Greenwich has always been inexorably bound to the sea and all things maritime; right from King Henry VIII’s time when he lived in the Royal Palace of Placentia that used to stand here and oversaw his naval fleet from it. Came the 18th Century, and along with it Queen Mary and Christopher Wren. The Queen decided to build a naval almshouse at the site of the Old Palace. Known as the Royal Naval Hospital (1752), it provided lodging and meals to the disabled and retired seamen of the Napoleonic Wars. Wren’s grand edifices later became the Royal Naval College in 1873 and were finally leased to the University of Greenwich, in 1999, and the Trinity College of Music.
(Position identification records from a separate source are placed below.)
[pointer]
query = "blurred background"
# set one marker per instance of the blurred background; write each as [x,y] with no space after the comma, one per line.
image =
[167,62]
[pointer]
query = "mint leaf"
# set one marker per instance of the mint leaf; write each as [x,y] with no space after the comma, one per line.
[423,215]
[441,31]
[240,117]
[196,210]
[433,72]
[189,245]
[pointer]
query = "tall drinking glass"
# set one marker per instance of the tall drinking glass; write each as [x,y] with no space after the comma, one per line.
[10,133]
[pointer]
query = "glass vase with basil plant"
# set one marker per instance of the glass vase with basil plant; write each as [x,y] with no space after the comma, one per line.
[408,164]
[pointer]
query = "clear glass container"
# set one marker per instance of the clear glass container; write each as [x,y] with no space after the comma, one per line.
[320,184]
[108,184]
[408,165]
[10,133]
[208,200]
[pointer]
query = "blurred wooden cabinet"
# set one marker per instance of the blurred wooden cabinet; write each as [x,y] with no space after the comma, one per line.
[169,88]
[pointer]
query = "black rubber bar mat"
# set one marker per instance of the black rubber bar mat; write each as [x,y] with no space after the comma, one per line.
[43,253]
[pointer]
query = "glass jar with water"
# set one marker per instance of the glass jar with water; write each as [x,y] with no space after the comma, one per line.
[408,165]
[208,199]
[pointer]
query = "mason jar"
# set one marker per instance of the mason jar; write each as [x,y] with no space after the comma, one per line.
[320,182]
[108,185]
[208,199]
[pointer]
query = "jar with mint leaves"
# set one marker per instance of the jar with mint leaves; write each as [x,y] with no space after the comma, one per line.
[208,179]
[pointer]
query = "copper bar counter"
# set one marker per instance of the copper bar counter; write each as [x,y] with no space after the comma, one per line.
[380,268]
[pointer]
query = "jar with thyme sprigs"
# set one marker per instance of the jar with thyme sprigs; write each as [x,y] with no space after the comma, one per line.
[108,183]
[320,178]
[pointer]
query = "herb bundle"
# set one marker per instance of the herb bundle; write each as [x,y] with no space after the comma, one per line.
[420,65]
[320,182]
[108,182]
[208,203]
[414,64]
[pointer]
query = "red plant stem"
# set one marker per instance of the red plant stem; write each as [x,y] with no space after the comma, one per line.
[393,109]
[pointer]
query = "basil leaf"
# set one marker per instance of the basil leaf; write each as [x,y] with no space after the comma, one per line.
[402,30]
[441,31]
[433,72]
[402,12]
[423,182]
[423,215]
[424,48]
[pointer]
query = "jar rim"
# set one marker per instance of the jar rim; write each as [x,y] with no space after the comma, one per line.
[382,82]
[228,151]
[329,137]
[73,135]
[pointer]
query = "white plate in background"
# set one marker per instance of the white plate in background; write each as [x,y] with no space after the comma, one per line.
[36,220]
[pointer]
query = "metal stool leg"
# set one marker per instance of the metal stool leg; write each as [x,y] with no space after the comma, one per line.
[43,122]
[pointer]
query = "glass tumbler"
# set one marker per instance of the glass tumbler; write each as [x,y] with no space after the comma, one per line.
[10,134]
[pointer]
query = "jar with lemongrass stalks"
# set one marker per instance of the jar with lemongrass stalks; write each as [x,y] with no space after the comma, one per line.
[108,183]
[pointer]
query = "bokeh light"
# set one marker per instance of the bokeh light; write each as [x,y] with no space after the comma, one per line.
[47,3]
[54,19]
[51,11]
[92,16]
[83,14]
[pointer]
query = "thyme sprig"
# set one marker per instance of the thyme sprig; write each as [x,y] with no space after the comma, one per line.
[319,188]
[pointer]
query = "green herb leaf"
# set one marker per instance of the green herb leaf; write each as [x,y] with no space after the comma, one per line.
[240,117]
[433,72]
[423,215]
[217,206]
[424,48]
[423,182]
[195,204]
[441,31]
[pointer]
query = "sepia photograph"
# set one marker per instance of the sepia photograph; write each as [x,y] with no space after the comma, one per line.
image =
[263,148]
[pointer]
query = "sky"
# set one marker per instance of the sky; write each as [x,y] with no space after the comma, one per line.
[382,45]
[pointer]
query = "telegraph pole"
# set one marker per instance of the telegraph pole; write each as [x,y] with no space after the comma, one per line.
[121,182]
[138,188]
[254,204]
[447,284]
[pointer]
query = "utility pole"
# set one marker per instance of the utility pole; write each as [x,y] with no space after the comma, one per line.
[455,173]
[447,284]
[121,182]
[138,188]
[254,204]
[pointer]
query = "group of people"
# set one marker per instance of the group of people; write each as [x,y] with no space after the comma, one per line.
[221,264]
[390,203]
The connection with the sea doesn’t end there. Greenwich is home to the National Maritime Museum which pulsates with the trade, exploration and colonization ties that the seas have had with England. And then there’s what everyone comes to look at. The Royal Observatory where John Harrison invented his famous sea clocks, and THE Greenwich Meridian Line, Longitude 0 degrees 0’ 0”, home of Greenwich Mean Time (GMT).
It was a beautiful Sunday today, with people picnicking, lazing and strolling through the enormous expanses of the Greenwich Park. It reminded me of a Seurat painting.
It was also a typical rama arya day. I forgot to eat lunch. I had to see it all and more or less did, including the last show (star life) at the Planetarium and Nelson’s uniform coat with the fatal bullet hole. I stared awestruck at Thornhill’s painted masterpiece, explored the Queen’s House, climbed down 50 feet along a long spiral of wet, cold stairs to trudge through the deserted underground foot tunnel (built in 1902), and stood at the centre of time and space—the Greenwich Prime Meridian. By the end I looked like I’d sailed across the Pacific and back! Haha. But hey, you only live once, and Greenwich is a must once.
Once a hospital, thereafter a Royal Naval College, and now Greenwich University.
The sumptuousness within the Chapel and Painted Hall; The open Bible in front of the wall fresco is one of my favourite pictures I have taken.
Queen Henrietta Maria’s ‘House of Delight’, part of the Old Royal Palace.
Self portrait—at the Greenwich Meridian Line, centre of the world.
The underground foot tunnel runs over 1,200 feet in length under the Thames: Absolutely eerie! And an absolute must eerie thrill.